Vice Chancellor Strine ordered a new prompt election to be presided over by a special master, with the management slate to bear the costs of their own proxy solicitations, the costs of the meeting, and the cost of the special master. The court rejected management’s plea that the annual report is not ready and the SEC will not let them solicit proxies. Management should seek relief from the SEC, said the court.
While the SEC’s requirements are well-intended ones designed to protect stockholders; noted the court, they are no basis to insulate corporate insiders from their obligations under the corporation law governing their company’s relations to its stockholders. Nothing in the Exchange Act proxy provisions suggests any purpose to interfere with the power of state courts to require that stockholder meetings be held in accordance with the requirements of state corporation law in situations where the company is delinquent in its SEC filings.
The contest began with two separate insurgent shareholder groups. Management made a deal with one insurgent by giving him a seat on the board, which was disclosed to shareholders, and allowing him to also name a new director, which was not.. Vice Chancellor Strine said that the arrangement under which the insurgent was promised a seat on the board for his support of the management slate was not illegal vote buying.
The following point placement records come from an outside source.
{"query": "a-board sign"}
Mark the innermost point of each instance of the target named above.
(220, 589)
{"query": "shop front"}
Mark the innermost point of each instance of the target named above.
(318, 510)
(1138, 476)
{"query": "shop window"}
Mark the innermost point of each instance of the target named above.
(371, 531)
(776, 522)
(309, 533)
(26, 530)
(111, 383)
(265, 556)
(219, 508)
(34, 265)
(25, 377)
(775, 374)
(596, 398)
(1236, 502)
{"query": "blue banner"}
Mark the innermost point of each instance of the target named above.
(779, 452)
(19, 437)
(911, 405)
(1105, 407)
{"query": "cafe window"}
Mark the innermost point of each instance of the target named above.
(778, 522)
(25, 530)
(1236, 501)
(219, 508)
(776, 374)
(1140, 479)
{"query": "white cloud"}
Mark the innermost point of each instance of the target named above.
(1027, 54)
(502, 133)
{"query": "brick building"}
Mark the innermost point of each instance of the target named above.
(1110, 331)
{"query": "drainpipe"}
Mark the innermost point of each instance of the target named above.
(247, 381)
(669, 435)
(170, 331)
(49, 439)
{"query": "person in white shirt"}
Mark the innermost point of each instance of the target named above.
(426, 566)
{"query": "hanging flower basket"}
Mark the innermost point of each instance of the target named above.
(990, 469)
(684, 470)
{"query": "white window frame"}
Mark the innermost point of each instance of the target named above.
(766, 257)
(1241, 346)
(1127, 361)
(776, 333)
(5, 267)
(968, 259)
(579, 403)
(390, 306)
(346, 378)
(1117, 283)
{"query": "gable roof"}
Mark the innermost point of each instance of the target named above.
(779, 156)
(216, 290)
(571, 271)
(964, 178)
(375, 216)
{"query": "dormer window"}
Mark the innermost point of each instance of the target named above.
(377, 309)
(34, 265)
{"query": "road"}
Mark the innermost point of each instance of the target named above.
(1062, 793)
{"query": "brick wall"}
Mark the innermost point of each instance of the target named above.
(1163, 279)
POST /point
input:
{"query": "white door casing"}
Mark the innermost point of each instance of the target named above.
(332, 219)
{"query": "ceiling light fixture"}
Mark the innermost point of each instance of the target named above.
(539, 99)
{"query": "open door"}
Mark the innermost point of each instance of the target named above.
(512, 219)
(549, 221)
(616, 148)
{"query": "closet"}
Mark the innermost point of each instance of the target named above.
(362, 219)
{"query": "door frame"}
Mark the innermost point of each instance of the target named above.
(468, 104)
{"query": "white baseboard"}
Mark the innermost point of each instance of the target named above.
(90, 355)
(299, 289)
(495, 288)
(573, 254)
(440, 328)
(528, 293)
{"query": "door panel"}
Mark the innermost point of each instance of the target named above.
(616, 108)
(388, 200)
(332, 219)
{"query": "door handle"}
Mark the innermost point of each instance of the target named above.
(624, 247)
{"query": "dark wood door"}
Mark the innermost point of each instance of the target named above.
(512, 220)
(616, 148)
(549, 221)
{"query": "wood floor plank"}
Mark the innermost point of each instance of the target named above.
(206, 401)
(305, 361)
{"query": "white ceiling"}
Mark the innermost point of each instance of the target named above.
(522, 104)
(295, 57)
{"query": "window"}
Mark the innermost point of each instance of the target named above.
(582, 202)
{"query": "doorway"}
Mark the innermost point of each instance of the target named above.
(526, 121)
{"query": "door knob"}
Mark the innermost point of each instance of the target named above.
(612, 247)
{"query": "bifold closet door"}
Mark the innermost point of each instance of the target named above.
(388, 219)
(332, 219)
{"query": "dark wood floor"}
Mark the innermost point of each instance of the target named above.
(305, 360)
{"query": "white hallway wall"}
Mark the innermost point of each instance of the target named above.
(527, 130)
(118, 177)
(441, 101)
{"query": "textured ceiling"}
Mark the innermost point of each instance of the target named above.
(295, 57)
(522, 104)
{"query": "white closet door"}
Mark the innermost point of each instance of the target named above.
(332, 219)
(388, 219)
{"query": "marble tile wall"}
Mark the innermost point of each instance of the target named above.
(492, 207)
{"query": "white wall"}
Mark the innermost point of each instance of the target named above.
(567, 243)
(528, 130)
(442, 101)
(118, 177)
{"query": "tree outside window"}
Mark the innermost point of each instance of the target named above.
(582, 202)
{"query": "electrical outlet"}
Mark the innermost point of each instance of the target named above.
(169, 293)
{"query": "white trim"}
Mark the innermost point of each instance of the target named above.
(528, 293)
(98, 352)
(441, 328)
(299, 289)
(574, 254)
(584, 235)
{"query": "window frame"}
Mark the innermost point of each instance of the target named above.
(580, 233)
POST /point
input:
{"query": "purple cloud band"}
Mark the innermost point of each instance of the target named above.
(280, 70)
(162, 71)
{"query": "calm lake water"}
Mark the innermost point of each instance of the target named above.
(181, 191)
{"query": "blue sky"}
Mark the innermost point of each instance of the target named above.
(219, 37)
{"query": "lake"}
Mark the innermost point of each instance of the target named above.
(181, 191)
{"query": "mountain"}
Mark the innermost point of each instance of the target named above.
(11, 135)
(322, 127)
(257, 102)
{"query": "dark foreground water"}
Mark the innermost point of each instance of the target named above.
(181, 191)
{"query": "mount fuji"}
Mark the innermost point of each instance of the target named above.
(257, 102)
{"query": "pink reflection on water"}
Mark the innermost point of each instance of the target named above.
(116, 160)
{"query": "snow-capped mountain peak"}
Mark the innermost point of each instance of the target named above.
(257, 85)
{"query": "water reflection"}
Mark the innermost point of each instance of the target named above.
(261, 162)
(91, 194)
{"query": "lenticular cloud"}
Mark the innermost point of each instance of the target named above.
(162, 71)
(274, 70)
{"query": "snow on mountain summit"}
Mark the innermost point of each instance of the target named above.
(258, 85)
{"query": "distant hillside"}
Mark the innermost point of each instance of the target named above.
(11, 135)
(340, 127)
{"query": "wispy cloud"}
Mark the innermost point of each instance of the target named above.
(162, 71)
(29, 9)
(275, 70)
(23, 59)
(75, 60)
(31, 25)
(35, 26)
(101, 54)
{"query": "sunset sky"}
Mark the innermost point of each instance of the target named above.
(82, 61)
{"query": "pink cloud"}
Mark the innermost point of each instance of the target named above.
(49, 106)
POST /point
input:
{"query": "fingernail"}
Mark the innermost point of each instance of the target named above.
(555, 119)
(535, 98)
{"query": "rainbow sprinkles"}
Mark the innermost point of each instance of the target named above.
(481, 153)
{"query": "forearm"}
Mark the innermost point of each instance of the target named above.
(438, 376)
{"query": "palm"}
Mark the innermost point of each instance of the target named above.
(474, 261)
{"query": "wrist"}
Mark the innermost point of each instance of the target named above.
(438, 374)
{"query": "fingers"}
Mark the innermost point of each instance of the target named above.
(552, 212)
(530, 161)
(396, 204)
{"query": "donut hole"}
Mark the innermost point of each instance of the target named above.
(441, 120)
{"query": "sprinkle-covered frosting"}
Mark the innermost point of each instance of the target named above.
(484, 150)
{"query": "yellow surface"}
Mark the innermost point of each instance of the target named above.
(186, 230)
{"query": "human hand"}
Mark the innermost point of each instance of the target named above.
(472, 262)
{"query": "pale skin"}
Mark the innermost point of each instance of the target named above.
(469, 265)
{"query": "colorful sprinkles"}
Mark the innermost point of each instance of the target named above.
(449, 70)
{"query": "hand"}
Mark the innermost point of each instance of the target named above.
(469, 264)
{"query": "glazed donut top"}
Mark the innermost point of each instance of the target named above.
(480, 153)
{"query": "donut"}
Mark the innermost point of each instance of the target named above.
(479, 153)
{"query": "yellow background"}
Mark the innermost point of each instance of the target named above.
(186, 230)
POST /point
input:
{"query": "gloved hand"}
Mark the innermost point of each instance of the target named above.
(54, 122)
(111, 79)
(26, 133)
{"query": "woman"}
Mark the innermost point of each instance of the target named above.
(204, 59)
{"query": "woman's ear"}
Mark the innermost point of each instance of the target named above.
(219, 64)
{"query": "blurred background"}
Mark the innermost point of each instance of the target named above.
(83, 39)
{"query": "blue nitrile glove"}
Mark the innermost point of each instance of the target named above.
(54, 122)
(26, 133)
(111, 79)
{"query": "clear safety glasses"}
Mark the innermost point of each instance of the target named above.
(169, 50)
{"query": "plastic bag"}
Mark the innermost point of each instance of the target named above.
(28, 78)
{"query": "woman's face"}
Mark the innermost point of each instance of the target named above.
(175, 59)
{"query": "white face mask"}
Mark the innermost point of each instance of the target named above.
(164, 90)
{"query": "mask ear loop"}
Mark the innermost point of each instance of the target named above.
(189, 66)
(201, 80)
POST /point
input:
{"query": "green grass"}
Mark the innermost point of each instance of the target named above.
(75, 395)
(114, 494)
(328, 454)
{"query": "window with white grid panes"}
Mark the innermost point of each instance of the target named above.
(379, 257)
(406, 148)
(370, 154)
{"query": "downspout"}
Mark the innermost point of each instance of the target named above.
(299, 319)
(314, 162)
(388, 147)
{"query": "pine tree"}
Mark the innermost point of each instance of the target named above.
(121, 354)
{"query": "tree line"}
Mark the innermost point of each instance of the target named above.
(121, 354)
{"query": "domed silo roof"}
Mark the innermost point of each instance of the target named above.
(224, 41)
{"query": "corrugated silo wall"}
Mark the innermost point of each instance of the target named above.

This type of arrangement was not per se improper, noted the court, and would not be judged under an entire fairness standard. Since it had been disclosed, reasoned the court, the arrangement was subject to policing by the shareholders at the ballot box. It would run counter to the business judgment rule, said the court, for judges to ``chew over the complicated calculus’’ made by incumbent boards in adding votes to the management slate. Citing Caremark, the court said that to objectively evaluate the decision would expose directors to substantive second-guessing by ill-equipped judges.
But the undisclosed arrangement to allow the insurgent to name a new member of the board was quite different because, for one thing, it did not go before the shareholder electorate. The failure to disclose this material event was improper and tainted the election.
Directors are under a fiduciary duty to disclose fully and fairly all material information within the board’s control when they seek shareholder action. That disclosure obligation attaches to proxy statements and any other disclosures in contemplation of stockholder action.
The court concluded that stockholders would have found it material to know that
corporate management’s cooperation with the insurgent had now extended to a bargain whereby he would buy up more shares and votes in exchange for having two seats on the board. Reasonable stockholders could have come to the conclusion that they did not want the insurgent to have so much influence
With regard to the threats and inducements used to secure another shareholder’s votes, the court found that management breached its fiduciary duties by intentionally using corporate assets to coerce the shareholder into voting for the management slate. It was inequitable to use powerful tools for entrenchment purposes.